Fallen Cannabis Warrior & Ex News Moderator
Connecticut House Bill HB 6715: An Act Concerning the Palliative Use of Marijuana decriminalizes marijuana as a therapy "to alleviate a qualifying patient's symptoms of...debilitating medical conditions (such as) cancer, glaucoma, positive status for human immunodeficiency virus or acquired immune deficiency syndrome, Parkinson's disease, multiple sclerosis, damage to the nervous tissue of the spinal cord with objective neurological indication of intractable spasticity, epilepsy, cachexia or wasting syndrome."

The passage of this bill will count Connecticut among 12 other states in no longer disallowing competent adult patients from choosing marijuana as a medical therapy for themselves. Many non-governmental medical organizations support the medical use of marijuana, believing patients and their physicians should be trusted to decide whether the patient will benefit from the therapy.
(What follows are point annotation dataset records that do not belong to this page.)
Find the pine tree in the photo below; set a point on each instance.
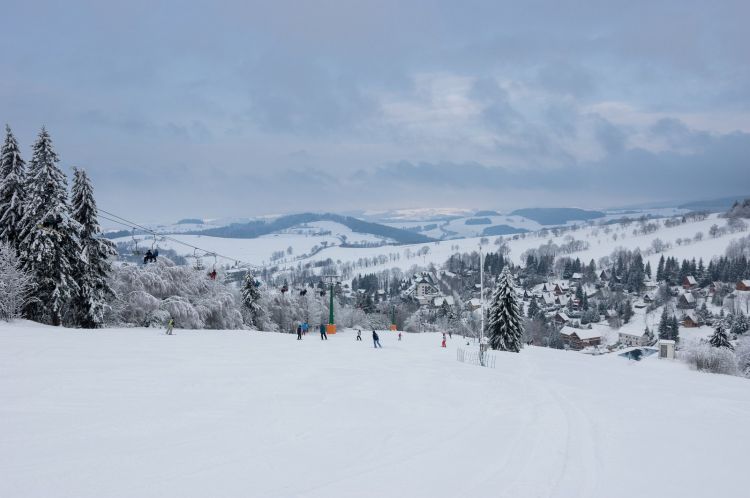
(505, 321)
(675, 329)
(94, 266)
(533, 308)
(739, 324)
(660, 269)
(12, 175)
(627, 311)
(251, 298)
(720, 338)
(668, 326)
(49, 247)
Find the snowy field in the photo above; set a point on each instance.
(134, 413)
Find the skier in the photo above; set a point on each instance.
(375, 340)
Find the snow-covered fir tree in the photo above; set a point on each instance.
(48, 247)
(533, 307)
(12, 175)
(14, 283)
(720, 337)
(94, 267)
(505, 320)
(251, 299)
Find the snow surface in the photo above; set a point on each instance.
(132, 412)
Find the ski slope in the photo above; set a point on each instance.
(132, 412)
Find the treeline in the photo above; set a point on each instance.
(721, 269)
(53, 239)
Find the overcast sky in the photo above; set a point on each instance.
(243, 108)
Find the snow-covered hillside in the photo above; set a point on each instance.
(601, 240)
(132, 412)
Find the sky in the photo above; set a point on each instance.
(244, 108)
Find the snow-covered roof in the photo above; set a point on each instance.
(581, 333)
(634, 332)
(689, 298)
(589, 290)
(438, 301)
(692, 316)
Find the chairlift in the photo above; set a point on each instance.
(212, 273)
(136, 251)
(198, 261)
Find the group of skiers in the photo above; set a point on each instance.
(150, 256)
(304, 327)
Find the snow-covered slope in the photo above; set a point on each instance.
(602, 241)
(124, 413)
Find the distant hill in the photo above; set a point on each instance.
(713, 205)
(478, 221)
(190, 221)
(739, 209)
(502, 230)
(254, 229)
(557, 216)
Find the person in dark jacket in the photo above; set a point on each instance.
(375, 340)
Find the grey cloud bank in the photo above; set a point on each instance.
(244, 108)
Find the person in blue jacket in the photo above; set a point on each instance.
(376, 340)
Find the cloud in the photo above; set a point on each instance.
(384, 101)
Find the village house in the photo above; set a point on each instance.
(473, 304)
(634, 337)
(561, 287)
(691, 320)
(689, 282)
(423, 288)
(548, 299)
(578, 339)
(561, 318)
(686, 301)
(437, 302)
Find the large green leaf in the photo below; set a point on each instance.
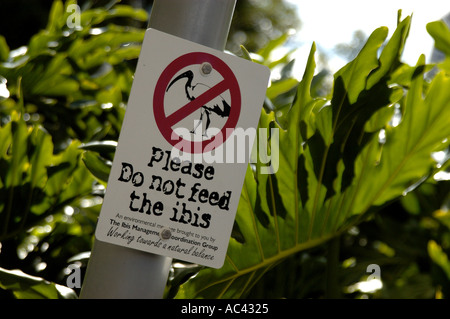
(339, 159)
(31, 287)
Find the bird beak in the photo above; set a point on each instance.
(188, 74)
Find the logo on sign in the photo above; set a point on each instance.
(197, 90)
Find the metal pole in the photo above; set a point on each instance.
(120, 272)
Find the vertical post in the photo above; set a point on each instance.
(120, 272)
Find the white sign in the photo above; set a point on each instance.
(183, 151)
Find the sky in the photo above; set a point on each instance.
(330, 22)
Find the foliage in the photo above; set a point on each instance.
(66, 88)
(341, 158)
(346, 158)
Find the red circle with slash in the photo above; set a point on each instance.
(166, 122)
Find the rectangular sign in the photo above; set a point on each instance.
(183, 151)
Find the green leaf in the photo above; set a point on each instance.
(4, 49)
(30, 287)
(439, 257)
(441, 35)
(332, 168)
(98, 166)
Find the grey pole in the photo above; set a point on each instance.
(120, 272)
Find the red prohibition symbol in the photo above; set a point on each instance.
(167, 122)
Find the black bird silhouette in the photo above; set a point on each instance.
(193, 91)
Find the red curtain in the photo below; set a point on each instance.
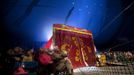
(77, 42)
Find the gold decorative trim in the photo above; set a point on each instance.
(71, 30)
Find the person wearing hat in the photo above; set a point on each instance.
(64, 64)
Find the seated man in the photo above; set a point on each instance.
(64, 64)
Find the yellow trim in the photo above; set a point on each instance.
(71, 30)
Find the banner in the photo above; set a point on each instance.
(77, 42)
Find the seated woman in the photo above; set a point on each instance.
(64, 64)
(45, 62)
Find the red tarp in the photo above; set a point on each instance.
(78, 42)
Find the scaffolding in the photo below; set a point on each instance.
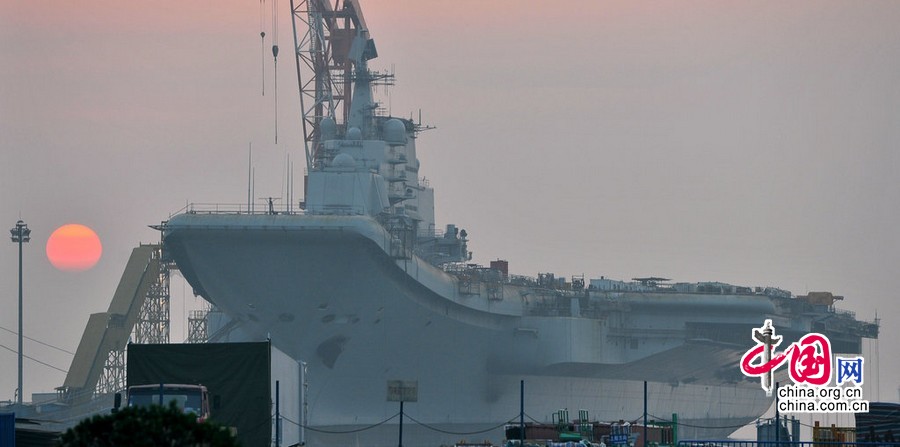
(198, 326)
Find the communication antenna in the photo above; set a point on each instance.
(275, 55)
(250, 179)
(262, 42)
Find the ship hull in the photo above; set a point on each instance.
(328, 293)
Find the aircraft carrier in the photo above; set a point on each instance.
(359, 282)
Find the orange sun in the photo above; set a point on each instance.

Since individual liberty is both universally beneficial and paramount to a free society, libertarian-minded people believe every individual may choose what medical treatments are appropriate for themselves, preferably in consultation with an educated adviser, such as a physician. Thusly, we all bear the responsibility for making our own medical and health decisions. Unfortunately, HB 6715 requires "written certification ... signed by the qualifying patient's physician stating that, in such physician's professional opinion, the qualifying patient has a debilitating medical condition and the potential benefits of the palliative use of marijuana would likely outweigh the health risks of such use to the qualifying patient," and requires the patient to present this information to the state Department of Public Health, as well as pay a fee.

Despite nearly 80 percent support among the American people for the decriminalizing of medical marijuana, the federal government continues to wage war against legitimate medical marijuana patients. In 2005, the Supreme Court of the United States ruled 6-3 that the federal government may continue to arrest and prosecute sick and terminally ill Americans who use marijuana for medical purposes. Justice Clarence Thomas in a brilliant and rational dissent argued "if Congress can regulate this under the Commerce Clause, then it can regulate virtually anything -- and the Federal Government is no longer one of limited and enumerated powers...the Court abandons any attempt to enforce the Constitution's limits on federal power ... If the Federal Government can regulate growing a half-dozen cannabis plants for personal consumption (not because it is interstate commerce, but because it is inextricably bound up with interstate commerce), then Congress' Article I powers ... have no meaningful limits."

Personal right

The reality is many seriously ill patients already make the personal choice to use marijuana as a therapy, regardless of the law and its consequences. Currently, the FDA infringes upon our right to self-ownership by denying our use of non-FDA-approved therapies, as manufacturers are not allowed to distribute them.

Libertarians see no distinction between this infringement on our individual liberty than the recently publicized examples of government authoritarianism: property seizure, NSA warrantless spying and the new mandatory national ID. While FDA approval standards help to ensure the safety and efficacy of health products, persons should be free to opt out and utilize therapies and dietary supplements not approved by the FDA.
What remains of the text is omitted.